Pour citer cet article :
Agbanglanon, Sylvain (2013). Maquettes numériques animées en 3 dimensions dans l’apprentissage de la construction mécanique. Adjectif.net Mis en ligne dimanche 20 octobre 2013 [En ligne] http://www.adjectif.net/spip/spip.php?article259
Résumé :
Ce travail questionne l’utilisation des maquettes numériques en 3 dimensions dans la construction mécanique. À partir d’une représentation volumique animée d’un système mécanique et sur la base de productions écrites et graphiques de dix-sept étudiants de niveau licence, il a été constaté que le caractère animé et iconique de la présentation ne conditionnait pas à lui seul la construction de connaissances et les productions en lien avec le système représenté. Entrent en jeu également la capacité de vision spatiale et les représentations préalables dudit système.
Mots clés :
Vision spatiale, Animations en 3 dimensions, PSVT-R, Représentations, Sénégal
Par Sylvain Luc Agbanglanon, ENSETP [1], Université Cheikh Anta Diop. Dakar, Sénégal.
L’introduction croissante de l’informatique dans les activités d’apprentissage ouvre de nouvelles perspectives à l’enseignement de la construction mécanique en faisant un usage accru de ressources numériques et, en particulier, de maquettes numériques en 3 dimensions (3D). Cela appelle un recentrage de l’apprentissage sur l’activité des apprenants, et notamment les activités cognitives.
La lecture de dessins techniques relève d’une activité cognitive complexe et pluraliste requérant la mobilisation de plusieurs registres : géométrique, technologique et des codes (Weil Fassina, 1973 ; Weil-Fassina & Rabardel, 1985 ; Rabardel, 1989). Ainsi, les représentations en 3 dimensions sont reconnues comme des objets intermédiaires et médiateurs (Geronimi, De Vries, Prudhomme, & Baille, 2005). Avec un fort degré d’iconicité, elles semblent lever l’obstacle géométrique, en influant sur le niveau de compréhension du système représenté (Cartonnet & Poitou, 1996 ; Hamon, 2009).

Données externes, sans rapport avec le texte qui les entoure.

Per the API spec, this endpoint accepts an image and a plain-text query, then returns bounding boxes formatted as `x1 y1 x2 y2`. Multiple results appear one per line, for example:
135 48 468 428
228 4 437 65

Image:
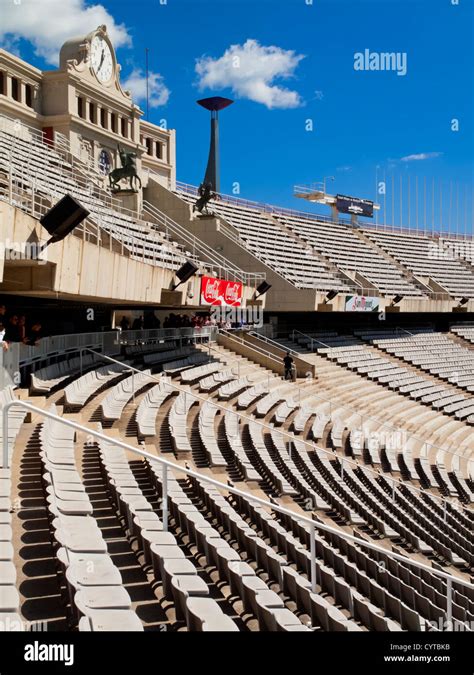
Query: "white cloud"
400 152 443 162
122 68 171 108
0 0 131 65
196 39 304 108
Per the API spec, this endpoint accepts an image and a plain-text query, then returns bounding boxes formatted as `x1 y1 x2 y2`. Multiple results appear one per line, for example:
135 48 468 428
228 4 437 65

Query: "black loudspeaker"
257 281 272 296
176 260 199 284
40 195 90 243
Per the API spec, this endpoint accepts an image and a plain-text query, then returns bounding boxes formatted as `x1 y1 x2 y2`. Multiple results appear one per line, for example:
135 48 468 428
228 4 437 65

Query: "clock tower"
0 25 176 189
43 26 145 182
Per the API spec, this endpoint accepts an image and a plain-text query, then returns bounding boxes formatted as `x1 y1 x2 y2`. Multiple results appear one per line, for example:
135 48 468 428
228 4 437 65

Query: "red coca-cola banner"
201 277 243 307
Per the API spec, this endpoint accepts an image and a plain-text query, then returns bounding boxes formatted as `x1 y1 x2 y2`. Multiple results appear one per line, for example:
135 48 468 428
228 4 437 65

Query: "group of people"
0 305 41 350
120 313 236 330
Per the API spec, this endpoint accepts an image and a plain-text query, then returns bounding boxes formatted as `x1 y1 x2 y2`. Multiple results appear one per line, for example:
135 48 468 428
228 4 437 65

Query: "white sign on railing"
344 295 380 312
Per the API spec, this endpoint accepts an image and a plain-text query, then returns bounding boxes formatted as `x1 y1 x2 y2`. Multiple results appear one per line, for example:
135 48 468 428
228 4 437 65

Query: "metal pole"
2 404 10 469
309 525 316 593
3 399 474 590
446 577 453 630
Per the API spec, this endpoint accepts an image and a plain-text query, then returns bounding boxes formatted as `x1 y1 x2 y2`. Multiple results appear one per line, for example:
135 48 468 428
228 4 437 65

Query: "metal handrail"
143 200 266 285
2 400 474 625
291 328 331 353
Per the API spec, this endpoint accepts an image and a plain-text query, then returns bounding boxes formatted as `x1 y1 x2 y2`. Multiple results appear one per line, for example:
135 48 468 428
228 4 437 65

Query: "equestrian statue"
109 145 142 192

Dans ce cadre, l’expérience du sujet a aussi un effet positif (Cartonnet & Poitou, 1996). En plus de cette expérience capitalisée qui confère au lecteur une certaine maitrise des codes et des technologies, ses capacités mentales spatiales ont été questionnées pour en montrer la portée dans la lecture des représentations graphiques techniques et la réussite dans les domaines scientifiques et techniques (Sorby, 2009 ; Sorby & Veurink, 2010 ; Study, 2011 ; Veurink et al., 2009). La complexité de l’activité cognitive à laquelle fait appel l’apprentissage d’instruments sémiotiques de communication technique nécessite, afin de lui donner du sens, la mise en avant d’une « approche fonctionnelle » contextualisée (Andreucci, Froment & Verillon, 1996) s’appuyant sur les affordances perçues des systèmes représentés (Norman, 2002).

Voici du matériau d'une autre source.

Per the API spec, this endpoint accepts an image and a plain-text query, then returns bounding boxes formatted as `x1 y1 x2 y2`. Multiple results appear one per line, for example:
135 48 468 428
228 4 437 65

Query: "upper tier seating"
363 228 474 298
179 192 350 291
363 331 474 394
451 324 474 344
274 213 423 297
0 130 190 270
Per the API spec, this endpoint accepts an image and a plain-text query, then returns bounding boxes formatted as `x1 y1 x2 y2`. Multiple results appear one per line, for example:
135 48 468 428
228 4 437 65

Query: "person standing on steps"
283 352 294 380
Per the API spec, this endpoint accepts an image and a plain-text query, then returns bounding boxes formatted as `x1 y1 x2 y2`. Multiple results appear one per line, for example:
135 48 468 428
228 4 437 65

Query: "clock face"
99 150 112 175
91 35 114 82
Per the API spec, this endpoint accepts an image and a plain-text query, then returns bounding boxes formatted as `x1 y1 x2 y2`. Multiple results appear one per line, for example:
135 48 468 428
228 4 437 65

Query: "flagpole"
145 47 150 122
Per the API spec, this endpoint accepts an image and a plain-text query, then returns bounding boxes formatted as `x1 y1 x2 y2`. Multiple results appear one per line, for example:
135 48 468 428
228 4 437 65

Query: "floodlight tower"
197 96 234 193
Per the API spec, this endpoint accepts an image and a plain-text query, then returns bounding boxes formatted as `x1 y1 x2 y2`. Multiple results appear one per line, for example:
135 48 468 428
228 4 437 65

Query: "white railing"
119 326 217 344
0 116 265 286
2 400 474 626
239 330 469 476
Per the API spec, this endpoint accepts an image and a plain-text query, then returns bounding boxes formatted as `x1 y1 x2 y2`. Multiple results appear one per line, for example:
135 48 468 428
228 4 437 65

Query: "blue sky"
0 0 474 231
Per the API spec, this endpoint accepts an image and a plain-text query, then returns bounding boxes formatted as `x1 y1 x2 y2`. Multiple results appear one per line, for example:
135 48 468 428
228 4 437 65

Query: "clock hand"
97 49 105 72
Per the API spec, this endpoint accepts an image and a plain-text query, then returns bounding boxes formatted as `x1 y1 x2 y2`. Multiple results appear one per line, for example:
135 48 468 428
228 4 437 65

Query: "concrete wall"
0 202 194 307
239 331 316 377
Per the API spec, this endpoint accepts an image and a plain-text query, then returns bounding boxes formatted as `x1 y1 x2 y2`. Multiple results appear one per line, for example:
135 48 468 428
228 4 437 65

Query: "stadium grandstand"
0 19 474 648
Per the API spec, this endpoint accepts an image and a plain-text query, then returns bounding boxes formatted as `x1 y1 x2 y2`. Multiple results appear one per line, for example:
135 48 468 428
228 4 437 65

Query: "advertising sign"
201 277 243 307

À la lumière de ce qui précède, il convient alors de considérer l’influence qu’aurait le visionnage d’animations numériques 3D par des apprenants et leur capacité de vision spatiale sur la qualité et le niveau de compréhension du fonctionnement des systèmes mécaniques. Se pose alors, avec acuité, la question des pratiques didactiques dans ce contexte d’introduction de nouveaux outils et la pertinence ou non de leur donner de nouvelles orientations et d’en interroger les effets.
Les apports non négligeables des représentations de type volumique dans la connaissance du système mécanique représenté ont été établis. Pouvons nous conjecturer que les maquettes animées le font d’autant mieux ? La mise à contribution de maquettes numériques 3D animées dans les activités d’apprentissage en construction mécanique, contribue-t-elle à améliorer la qualité des productions décrivant le fonctionnement des systèmes mécaniques représentés ?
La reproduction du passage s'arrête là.